Îles de la Madeleine

Le parc éolien de Grosse-Île continue de susciter des préoccupations de la part de citoyens, malgré le changement de site qui le déplace en dehors de l’habitat floristique de la Dune-du-Nord et évite la destruction de plants de corème de Conrad.

Des inquiétudes sur la préservation des milieux dunaires et du paysage du littoral ont été amenées devant la Communauté maritime et les promoteurs du projet lors d’une consultation publique.

La rencontre portait sur les modifications des affectations des zones où serait implanté le futur parc éolien de Grosse-Île.

Valeco Énergie Québec et l’Alliance de l’Est prévoient toujours ériger 4 à 7 éoliennes sur un terrain en face des Mines Seleine ainsi que sur des lots dans le secteur de la Dune-du-Nord.

Une étude d’impact environnemental de la firme PESCA Environnement conclut que le changement de site, annoncé en mai, permet de limiter les répercussions sur le territoire, explique la responsable en environnement et relation avec le milieu de Valeco, Herminie Rocan.

Selon le responsable développement de l’entreprise, Samson Vayssières, d’autres mesures seront prises à court et moyen termes pour minimiser l’empreinte écologique du projet.

Herminie Rocan et Samson Vayssières (photo: CFIM)

Une poignée de citoyens s’est tout de même montrée craintive devant l’établissement d’un nouveau parc éolien en milieu dunaire qui altérerait le paysage côtier.

Lors de la consultation publique, le directeur des projets de développement du territoire de la Municipalité, Serge Bourgeois, a indiqué qu’à ses yeux, les nouvelles zones ciblées constituent un bon compromis.

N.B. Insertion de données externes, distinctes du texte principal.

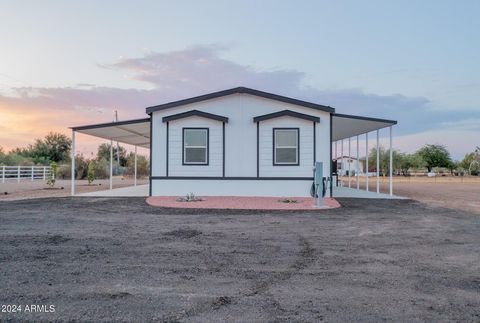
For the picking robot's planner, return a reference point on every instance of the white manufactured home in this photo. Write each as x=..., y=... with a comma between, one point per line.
x=236, y=142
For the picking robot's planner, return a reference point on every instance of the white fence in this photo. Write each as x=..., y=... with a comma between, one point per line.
x=24, y=172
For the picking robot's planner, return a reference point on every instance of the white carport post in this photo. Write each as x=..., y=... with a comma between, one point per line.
x=135, y=172
x=357, y=168
x=366, y=161
x=72, y=179
x=111, y=164
x=348, y=161
x=391, y=163
x=378, y=163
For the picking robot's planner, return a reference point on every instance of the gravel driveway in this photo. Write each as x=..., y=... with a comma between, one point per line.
x=102, y=259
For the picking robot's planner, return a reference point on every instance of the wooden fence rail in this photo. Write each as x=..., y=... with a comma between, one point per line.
x=24, y=173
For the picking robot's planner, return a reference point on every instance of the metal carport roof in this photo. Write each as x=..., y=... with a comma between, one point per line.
x=134, y=132
x=346, y=126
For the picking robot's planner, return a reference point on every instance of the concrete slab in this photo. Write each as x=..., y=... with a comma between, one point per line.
x=139, y=190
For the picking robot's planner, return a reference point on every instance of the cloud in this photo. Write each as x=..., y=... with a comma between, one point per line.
x=199, y=70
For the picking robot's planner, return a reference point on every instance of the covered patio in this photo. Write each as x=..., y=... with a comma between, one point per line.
x=345, y=129
x=132, y=132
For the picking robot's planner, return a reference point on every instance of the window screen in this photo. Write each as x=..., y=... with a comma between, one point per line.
x=285, y=150
x=195, y=146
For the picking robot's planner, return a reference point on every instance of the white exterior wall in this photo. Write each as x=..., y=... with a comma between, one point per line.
x=240, y=143
x=280, y=188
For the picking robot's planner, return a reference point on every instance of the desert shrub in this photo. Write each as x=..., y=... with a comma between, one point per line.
x=64, y=172
x=101, y=168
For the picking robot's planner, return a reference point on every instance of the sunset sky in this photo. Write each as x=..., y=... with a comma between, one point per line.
x=68, y=63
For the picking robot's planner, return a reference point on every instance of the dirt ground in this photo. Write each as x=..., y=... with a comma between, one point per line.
x=103, y=259
x=452, y=192
x=27, y=189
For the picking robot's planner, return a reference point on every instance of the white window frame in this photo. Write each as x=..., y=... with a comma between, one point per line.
x=297, y=147
x=184, y=146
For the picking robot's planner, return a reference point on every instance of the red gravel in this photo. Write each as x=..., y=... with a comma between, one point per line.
x=241, y=203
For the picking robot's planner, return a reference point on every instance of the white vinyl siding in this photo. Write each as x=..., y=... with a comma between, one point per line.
x=240, y=140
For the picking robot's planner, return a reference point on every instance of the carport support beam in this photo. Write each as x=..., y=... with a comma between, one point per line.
x=357, y=168
x=111, y=164
x=349, y=164
x=341, y=165
x=135, y=173
x=391, y=163
x=72, y=178
x=366, y=161
x=378, y=162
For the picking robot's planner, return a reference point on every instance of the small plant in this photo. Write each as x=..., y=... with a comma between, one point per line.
x=189, y=198
x=52, y=174
x=90, y=172
x=288, y=201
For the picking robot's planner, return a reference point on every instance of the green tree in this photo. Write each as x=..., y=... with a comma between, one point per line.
x=142, y=165
x=54, y=147
x=103, y=152
x=471, y=163
x=434, y=156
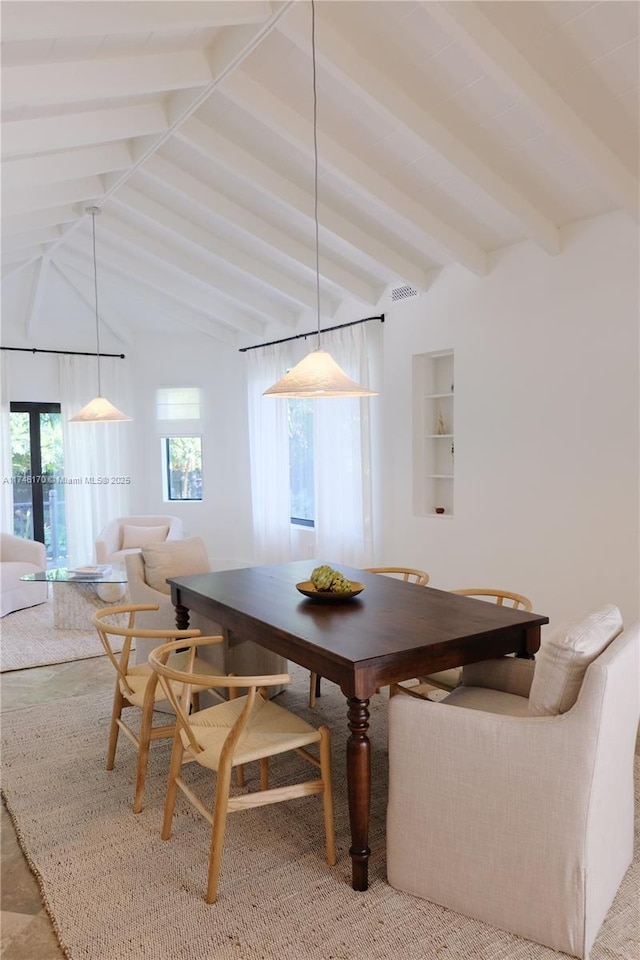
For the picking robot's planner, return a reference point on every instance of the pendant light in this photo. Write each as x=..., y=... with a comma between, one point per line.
x=98, y=410
x=317, y=375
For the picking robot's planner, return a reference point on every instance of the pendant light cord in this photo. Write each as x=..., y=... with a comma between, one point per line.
x=315, y=162
x=95, y=289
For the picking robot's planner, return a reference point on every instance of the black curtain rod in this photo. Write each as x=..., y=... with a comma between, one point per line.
x=66, y=353
x=311, y=333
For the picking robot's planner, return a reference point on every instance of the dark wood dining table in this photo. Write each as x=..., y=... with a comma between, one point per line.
x=392, y=631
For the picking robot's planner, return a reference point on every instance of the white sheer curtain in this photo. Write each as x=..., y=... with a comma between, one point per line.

Il fait valoir que l’habitat floristique du corème de Conrad demeurera préservé dans sa forme actuelle et que la vue est déjà dénaturée par les installations de la mine de sel.

Le rapport de PESCA Environnement a été transmis à Québec pour révision.

Advenant l’obtention du décret gouvernemental et des autorisations ministérielles, le début de construction est prévu au mois d’août 2024 pour une mise en service en octobre 2025.

Le projet pourrait toutefois être soumis à l’examen du Bureau d’audiences publiques sur l’environnement.